Only three districts have a general idea of their vaccination rate within their schools, based on months-old voluntary surveys or clinics held on-site back in the spring.
When asked for their rationale for not tracking the vaccine status among staff, districts initially provided 5 INVESTIGATES with a variety of explanations, including some that are factually incorrect.
“We do not collect this information because it is private,” a spokesperson for Prior Lake schools said.
In Bloomington, a spokesperson said that “Vaccine data is protected by HIPPA (sic).” The person later walked back the claim.

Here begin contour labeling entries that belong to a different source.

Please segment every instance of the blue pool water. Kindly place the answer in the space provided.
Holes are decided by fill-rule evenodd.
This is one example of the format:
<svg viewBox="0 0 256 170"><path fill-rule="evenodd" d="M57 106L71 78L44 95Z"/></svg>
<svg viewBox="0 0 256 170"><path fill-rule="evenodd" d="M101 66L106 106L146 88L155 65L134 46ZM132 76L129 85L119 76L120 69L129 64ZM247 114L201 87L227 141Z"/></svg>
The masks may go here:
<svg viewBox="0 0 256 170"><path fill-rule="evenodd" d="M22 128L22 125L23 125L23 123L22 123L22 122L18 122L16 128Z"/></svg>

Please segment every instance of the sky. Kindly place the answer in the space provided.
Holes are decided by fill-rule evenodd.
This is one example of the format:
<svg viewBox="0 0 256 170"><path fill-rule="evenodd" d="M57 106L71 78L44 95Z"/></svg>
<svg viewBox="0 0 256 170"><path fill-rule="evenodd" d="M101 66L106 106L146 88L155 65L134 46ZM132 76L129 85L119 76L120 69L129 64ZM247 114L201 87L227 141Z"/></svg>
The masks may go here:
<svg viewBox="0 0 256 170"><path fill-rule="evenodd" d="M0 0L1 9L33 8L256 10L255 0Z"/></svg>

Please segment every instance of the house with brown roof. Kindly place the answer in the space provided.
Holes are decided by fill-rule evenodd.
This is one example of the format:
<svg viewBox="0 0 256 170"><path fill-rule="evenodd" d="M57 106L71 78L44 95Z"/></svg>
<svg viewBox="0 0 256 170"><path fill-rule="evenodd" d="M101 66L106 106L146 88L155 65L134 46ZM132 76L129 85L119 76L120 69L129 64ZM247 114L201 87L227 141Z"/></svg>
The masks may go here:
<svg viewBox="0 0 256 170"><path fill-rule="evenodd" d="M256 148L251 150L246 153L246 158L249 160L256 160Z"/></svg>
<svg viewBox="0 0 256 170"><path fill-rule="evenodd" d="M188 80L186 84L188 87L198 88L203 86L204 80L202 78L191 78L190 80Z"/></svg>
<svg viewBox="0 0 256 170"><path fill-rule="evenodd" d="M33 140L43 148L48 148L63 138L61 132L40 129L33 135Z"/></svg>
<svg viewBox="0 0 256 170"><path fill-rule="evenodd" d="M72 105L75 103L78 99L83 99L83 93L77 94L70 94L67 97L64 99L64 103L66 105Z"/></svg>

While individual records must be kept confidential, federal guidelines, legal experts, and even the union that represents teachers all agree that public schools, as employers, can ask teachers if they’ve been vaccinated.
“You can't hide behind HIPAA,” said Dr. Tony Kinkel, head of the state Board of Administrators. “I think maybe what they should have told you is that they don't know how much of the information they can share.”
Kinkel says this new strain of coronavirus that is now surging across the country likely caught school districts off guard at a time when they thought the pandemic was coming to an end.
“When you're on this side as a decision-maker, there's just so many things they're grappling with that I just think they're not even there yet,” he said.
As a former administrator and state senator himself, Kinkel believes districts were reluctant to start asking about vaccination status because of the controversial issues it would lead to, including what to do with a staff member who refuses the vaccine.
“I think once (the mask mandate) is settled, there will be a pretty rapid progression towards, ‘Now what do we do about this vaccination?’” he said.
Nationally, there’s been a clear shift from teachers unions, including from the country’s two largest teachers unions that announced last week it is now throwing its support behind a vaccine mandate as hospitals continue to fill up during this latest wave of cases.
Last week, Education Minnesota released a statement on vaccine mandates by sidestepping the issue, saying that it believes mandates “must be locally negotiated rather than imposed from above.”
“To be clear, our state union does not oppose vaccines for COVID-19,” the statement read, stopping short of expressing support for mandates. In the days since, the organization has put out additional statements, encouraging every teacher to get vaccinated.
But the calls for a mandate are growing louder. In St. Paul, Peter Hendricks, a parent of two who attend St. Paul Public Schools, recently sent a letter to the school board urging them to mandate teachers get vaccinated, or face routine testing.
“For me, it's important because there are a number of children, school kids, that cannot get the vaccine because of their age,” he said.
A spokesperson for the district said it is considering a mandate along with other mitigation steps.
Last week, the federal government’s leading expert on COVID-19, Dr. Anthony Fauci, said he believes vaccines should be mandatory for all school teachers.
Fauci said in an interview with MSNBC, "I'm going to upset some people on this, but I think we should."